Wirral MP speaks out as a quarter of UK adults struggle to use the internet

Margaret Greenwood MP has called for a commitment from the government to extend access to adult literacy and digital skills training in our communities, especially in areas of deprivation.

The Wirral West MP was taking part in a debate in parliament on the issue of digital skills and careers.

Last year’s Consumer Digital Index, which is commissioned by the Department for Education and run by Lloyds Bank, reported that there were about 13 million people in the UK with very low digital capability, which means that they are likely to struggle when interacting with online services.

That is about a quarter of the UK’s adult population. The index also found that 7.5 million people, or 18% of UK adults, lack the essential digital skills needed for the workplace.

Figures also suggest that the UK ranks poorly in comparison with other countries when it comes to digital skills. According to the International Institute for Management Development’s world digital competitiveness ranking, the UK was ranked 20th in 2023 out of the 64 economies ranked – down from 16th in 2022. 

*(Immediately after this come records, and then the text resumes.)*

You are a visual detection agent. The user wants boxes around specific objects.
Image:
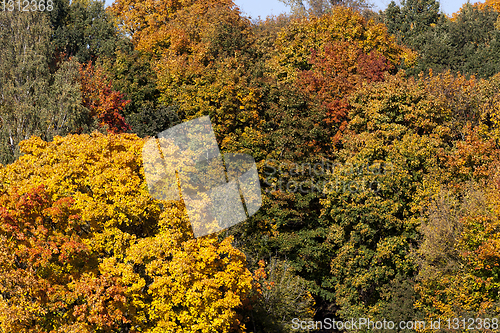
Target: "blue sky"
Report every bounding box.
[106,0,472,18]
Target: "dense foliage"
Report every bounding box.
[0,0,500,333]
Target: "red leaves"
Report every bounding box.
[80,62,130,133]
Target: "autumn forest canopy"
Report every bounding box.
[0,0,500,333]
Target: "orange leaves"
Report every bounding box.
[79,62,130,133]
[0,133,251,333]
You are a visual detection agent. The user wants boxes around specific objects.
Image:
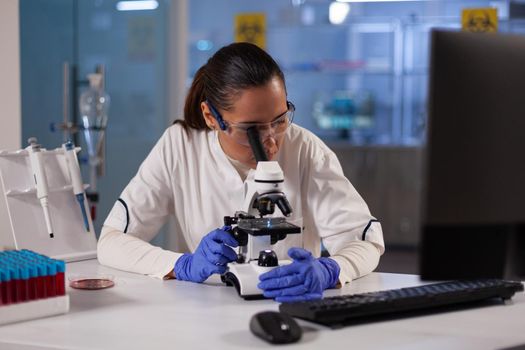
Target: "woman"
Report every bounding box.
[98,43,384,301]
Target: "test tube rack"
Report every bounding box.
[0,147,97,261]
[0,250,69,325]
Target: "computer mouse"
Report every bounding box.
[250,311,303,344]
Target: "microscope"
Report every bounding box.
[221,127,301,300]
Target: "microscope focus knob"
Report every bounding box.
[258,249,279,267]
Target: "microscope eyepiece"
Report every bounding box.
[257,249,279,267]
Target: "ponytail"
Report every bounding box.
[174,43,285,130]
[178,65,207,130]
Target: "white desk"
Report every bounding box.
[0,260,525,350]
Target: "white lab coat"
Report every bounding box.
[98,124,384,284]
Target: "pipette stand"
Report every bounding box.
[0,147,97,262]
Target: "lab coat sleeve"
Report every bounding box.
[97,226,182,279]
[307,144,384,284]
[97,131,179,278]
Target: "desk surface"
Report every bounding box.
[0,260,525,350]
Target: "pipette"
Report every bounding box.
[62,141,89,232]
[26,137,54,238]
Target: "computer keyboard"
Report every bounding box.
[279,279,523,327]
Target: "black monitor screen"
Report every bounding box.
[420,31,525,279]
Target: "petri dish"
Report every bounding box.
[68,275,115,290]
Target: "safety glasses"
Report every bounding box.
[206,101,295,146]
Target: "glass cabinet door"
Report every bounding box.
[20,0,169,233]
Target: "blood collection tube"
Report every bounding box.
[2,265,13,305]
[45,260,57,297]
[54,260,66,295]
[27,262,38,300]
[35,261,47,299]
[0,261,6,306]
[16,263,29,302]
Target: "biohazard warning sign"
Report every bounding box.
[235,13,266,49]
[461,8,498,33]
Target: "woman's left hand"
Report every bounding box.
[257,248,340,302]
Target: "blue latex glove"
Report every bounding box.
[257,248,341,302]
[174,226,238,283]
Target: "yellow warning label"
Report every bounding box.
[461,7,498,33]
[235,13,266,49]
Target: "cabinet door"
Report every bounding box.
[20,0,168,239]
[331,145,422,247]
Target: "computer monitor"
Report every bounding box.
[420,30,525,280]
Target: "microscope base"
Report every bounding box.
[221,260,291,300]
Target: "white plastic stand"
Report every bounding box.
[0,295,69,325]
[0,147,97,261]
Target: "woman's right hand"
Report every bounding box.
[174,226,238,283]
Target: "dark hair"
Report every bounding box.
[180,43,285,129]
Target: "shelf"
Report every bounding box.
[0,147,81,157]
[5,184,89,197]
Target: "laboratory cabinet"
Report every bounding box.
[329,142,424,248]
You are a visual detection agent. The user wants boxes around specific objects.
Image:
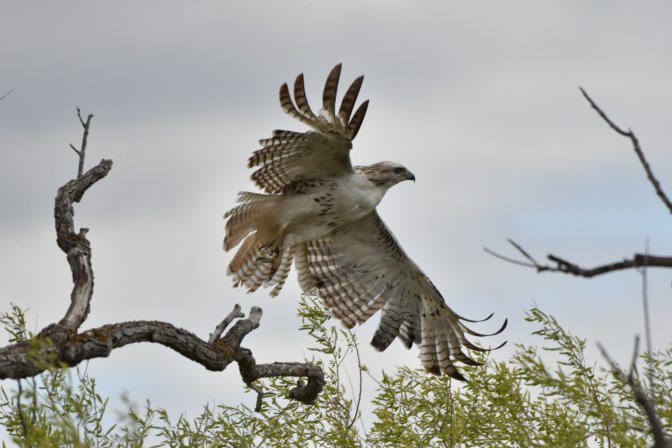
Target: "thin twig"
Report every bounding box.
[208,303,245,344]
[70,107,93,177]
[579,87,672,213]
[484,240,672,278]
[0,89,14,101]
[640,237,653,387]
[247,383,264,412]
[597,337,672,448]
[16,379,28,439]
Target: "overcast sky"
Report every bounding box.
[0,0,672,434]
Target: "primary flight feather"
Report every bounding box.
[224,64,506,380]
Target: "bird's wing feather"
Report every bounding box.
[248,64,368,193]
[296,210,506,380]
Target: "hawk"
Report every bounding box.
[224,64,507,380]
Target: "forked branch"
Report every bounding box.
[0,108,324,407]
[597,337,672,448]
[483,239,672,278]
[579,87,672,213]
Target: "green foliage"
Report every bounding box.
[0,297,672,447]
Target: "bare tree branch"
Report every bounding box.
[483,91,672,278]
[0,109,324,406]
[597,337,672,448]
[484,240,672,278]
[70,107,93,177]
[579,87,672,213]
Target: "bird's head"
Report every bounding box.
[354,162,415,188]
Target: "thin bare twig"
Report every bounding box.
[247,383,264,412]
[208,303,245,344]
[639,237,653,386]
[70,107,93,177]
[579,87,672,213]
[597,337,672,448]
[484,240,672,278]
[345,329,362,431]
[16,379,28,444]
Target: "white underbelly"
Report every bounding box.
[282,175,384,244]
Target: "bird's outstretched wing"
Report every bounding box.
[295,211,506,380]
[248,64,369,193]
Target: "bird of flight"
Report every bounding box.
[224,64,506,380]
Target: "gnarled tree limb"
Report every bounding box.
[0,108,324,406]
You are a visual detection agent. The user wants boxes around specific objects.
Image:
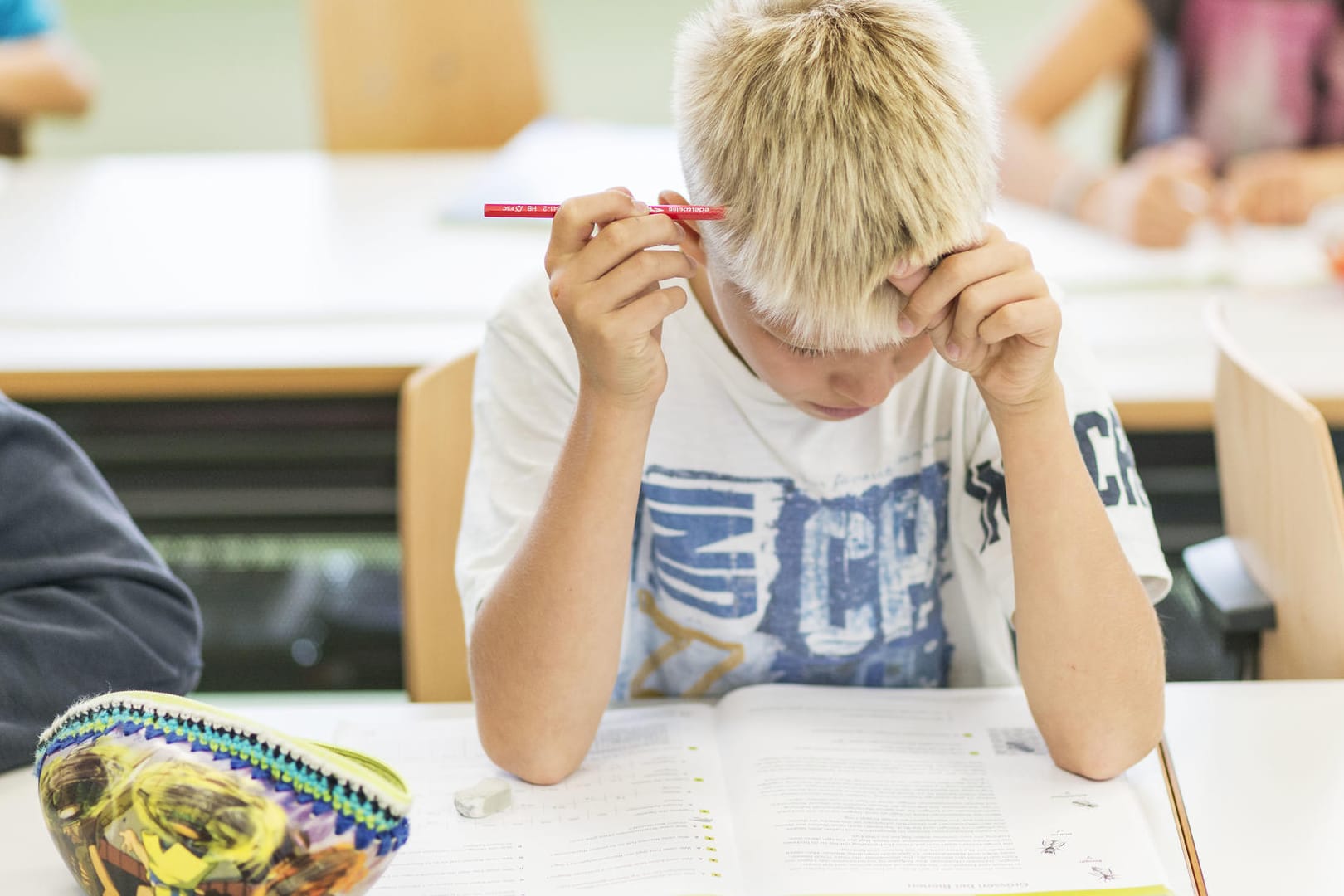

Margaret Greenwood MP argued that government spending on adult skills has been cut under the Conservatives, highlighting research by the Institute for Fiscal Studies (IFS) which found that spending levels in 2024-25 will be 23% below 2009-10 levels.

The IFS research also revealed that spending on classroom-based adult education has fallen especially sharply and will be more than 40% below 2009-10 levels in 2024-25.

The Wirral West MP described this as “very damaging to our economy” and said that “the situation needs to be reversed”.

She also spoke of the need to ensure that everyone has reliable and affordable access to the internet and pointed to the work of the Good Things Foundation charity which works with local partners, such as churches and community groups, to distribute free mobile SIM cards through its national databank to help digitally excluded people get connected.

If you are a local community group and might be interested in this, you can find out more about the Good Things Foundation’s national databank here: https://tinyurl.com/cr979cbm

The charity can also be contacted on 0114 349 1666 or via hello@goodthingsfoundation.org

Speaking after the debate, Margaret Greenwood MP said, “It is truly shocking that a quarter of the adult population struggle with using the internet.

“Currently, over seven million people lack the essential digital skills needed for the workplace and as a result many will be missing out on opportunities to progress in work. This is a form of deprivation that must be recognised and addressed. It is vital both for the individuals concerned and for the economy.

“So much of what we do today relies on us using the Internet, whether that is applying for jobs, accessing education and training, banking, paying bills and accessing other services and leisure opportunities.

“It really is important that as a country we ensure that people have the opportunity to acquire and improve their digital skills so that they can access jobs, services and activities online with ease.

“Older people are much more likely than younger people to struggle with digital skills, so it is particularly important that they are supported.

“Internet access can be crucial too, particularly for people who rely on working remotely, those with caring responsibilities, disabled people and those who live in rural areas where access to employment can be more difficult.

“According to the charity the Good Things Foundation, 2.5 million households in the UK struggle to afford the Internet, and one in 14 households have no home internet access at all. Clearly, poverty is a barrier to digital literacy.

“We need action on the provision of broadband across the country so that no one and no area is left behind.

“It is deeply disappointing that spending levels on adult skills in 2024-25 will be 23% below 2009-10 levels.

“We need to see a reversal of this and investment in the skills people need. Access to the Internet and the confidence to use it can be life-changing.

“Those who struggle with IT or with reading and writing must be given the chance to acquire the literacy and digital skills they need to make the most of the job opportunities, services and activities that are out there.”